Faltaban pocos minutos para las 3, cuando, según el relato de su pareja, él decidió salir unos minutos a comprar un jugo a la esquina de Aliar y Libertador que está abierto las 24 horas. No llegó a recorrer mucho en su moto. Segundos después, una ráfaga de detonaciones marcó el inicio de un nuevo capítulo de dispuestas en el sector que llevan meses.
Su novia, que primero no quiso aportar demasiado a la investigación que lidera la fiscal de Homicidios Andrea Lazo, contó que se quedó sentada en la vereda mientras su pareja partía en una Zanella 150cc.
Apenas escuchó los tiros, corrió hacia la esquina y lo encontró caído, perdiendo sangre, mientras cinco hombres escapaban del lugar corriendo. Aseguró haber reconocido a dos de ellos: viejos enemigos del “Lumpa” con los que arrastra conflictos de larga data.
“No los vi con armas, pero sé que teníamos problemas”, dijo, palabras más, palabras menos, tal como detallaron fuentes del caso. Para los investigadores policiales y judiciales, su testimonio se convirtió en una de las claves del caso.
La escena que encontraron los pesquisas fue clara: costó verlas, pero finalmente con el paso de las horas dieron con cinco vainas servidas.
Previamente, un vecino cargó al joven en un Fiat Palio y lo llevó al Hospital Lagomaggiore. Allí ingresó casi sin conocimiento, con una herida de entrada y salida que generó su internación en Terapia Intensiva.

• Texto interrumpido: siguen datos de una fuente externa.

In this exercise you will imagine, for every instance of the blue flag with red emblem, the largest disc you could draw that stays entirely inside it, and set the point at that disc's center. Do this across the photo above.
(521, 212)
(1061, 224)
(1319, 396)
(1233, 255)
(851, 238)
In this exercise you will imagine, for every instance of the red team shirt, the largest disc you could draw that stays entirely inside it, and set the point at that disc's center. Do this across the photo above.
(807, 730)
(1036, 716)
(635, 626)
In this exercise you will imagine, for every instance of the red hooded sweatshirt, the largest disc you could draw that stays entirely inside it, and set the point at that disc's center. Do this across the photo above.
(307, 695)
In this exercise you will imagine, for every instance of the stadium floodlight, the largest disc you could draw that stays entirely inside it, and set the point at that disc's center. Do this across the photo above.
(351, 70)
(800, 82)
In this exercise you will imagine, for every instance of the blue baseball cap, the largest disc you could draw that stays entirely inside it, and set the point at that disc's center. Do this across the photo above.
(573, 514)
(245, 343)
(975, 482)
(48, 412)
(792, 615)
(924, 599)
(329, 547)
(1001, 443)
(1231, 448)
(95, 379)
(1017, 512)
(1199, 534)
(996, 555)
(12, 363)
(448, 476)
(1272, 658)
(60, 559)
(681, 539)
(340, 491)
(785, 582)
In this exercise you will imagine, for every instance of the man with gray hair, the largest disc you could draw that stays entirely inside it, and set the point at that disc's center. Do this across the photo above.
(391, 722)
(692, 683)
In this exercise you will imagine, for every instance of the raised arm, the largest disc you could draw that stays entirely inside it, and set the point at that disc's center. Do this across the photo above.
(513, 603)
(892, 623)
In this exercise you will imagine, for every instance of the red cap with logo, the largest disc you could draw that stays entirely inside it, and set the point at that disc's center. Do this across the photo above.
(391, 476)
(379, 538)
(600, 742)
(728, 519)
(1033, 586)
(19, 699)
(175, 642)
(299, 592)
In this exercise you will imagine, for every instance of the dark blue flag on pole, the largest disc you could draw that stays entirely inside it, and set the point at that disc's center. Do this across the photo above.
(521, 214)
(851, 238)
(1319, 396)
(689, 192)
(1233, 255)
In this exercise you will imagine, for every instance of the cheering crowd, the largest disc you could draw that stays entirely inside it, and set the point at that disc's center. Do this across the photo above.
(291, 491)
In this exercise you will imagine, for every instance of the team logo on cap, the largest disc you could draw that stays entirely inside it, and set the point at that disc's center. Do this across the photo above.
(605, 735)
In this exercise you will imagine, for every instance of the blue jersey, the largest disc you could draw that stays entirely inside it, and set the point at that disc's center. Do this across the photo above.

Los médicos decidieron su inmediato traslado para la intervención de un neurocirujano. Mientras esto ocurría, la guardia hospitalaria sumó un giro inesperado: una joven, que esperaba ser atendida por un robo sufrido horas antes, vio a González Vega ingresar y lo reconoció como el autor de un robo que había sufrido horas antes. El comentario llegó rápidamente a oídos de los policías, agregando más pruebas a la causa.
Un pasado complicado en el oeste de Ciudad
Los investigadores sostienen que el “Lumpa” no es un desconocido. Su prontuario comenzó a escribirse en la adolescencia y desde entonces no hizo más que engrosarse, tal como viene revelando El Sol desde hace meses.
En 2022 fue detenido por el robo de un vehículo en la vía pública. En 2023 acumuló causas por amenazas agravadas y robos cometidos junto a otros jóvenes, lo que derivó en internaciones sucesivas en la Dirección de Responsabilidad Penal Juvenil.
En 2024 fue acusado de disparar y herir a una persona en un caso de abuso de armas. Y en enero de este año quedó detenido por un asesinato. Justamente, se trataba del crimen de Walter Raúl Hidalgo Ortubia, baleado en la plaza Aliar.
El adolescente fue atacado de un disparo en la frente y murió tras agonizar con muerte cerebral en el Hospital Central. Horas antes de su fallecimiento, la madre del “Lumpa” había llamado a la Unidad Investigativa para entregar a su hijo, que era señalado por vecinos como el presunto autor. Dijo que estaba siendo “injustamente acusado”, pero quiso que se presentara.
Los policías lo detuvieron en su casa de la manzana 3 del barrio Nuevo Amanecer, por orden del fiscal Carlos Torres (hoy juez). Tras varios estudios de prueba, González Vega terminó desligado del homicidio y apuntó a otro sujeto.
Por lo que detallaron las fuentes, la mañana de este miércoles, un sospechoso fue aprehendido, y la División Homicidios avanzó con las primeras medidas mientras la UID rastreaba movimientos previos y posteriores al ataque. Se trata de Pablo Guillermo David Chavarría, de 19 años, quien quedó a disposición de la Justicia.

Por su parte, el “Lumpa” seguía pasadas las 16 internado en Terapia Intensiva, con pronóstico reservado.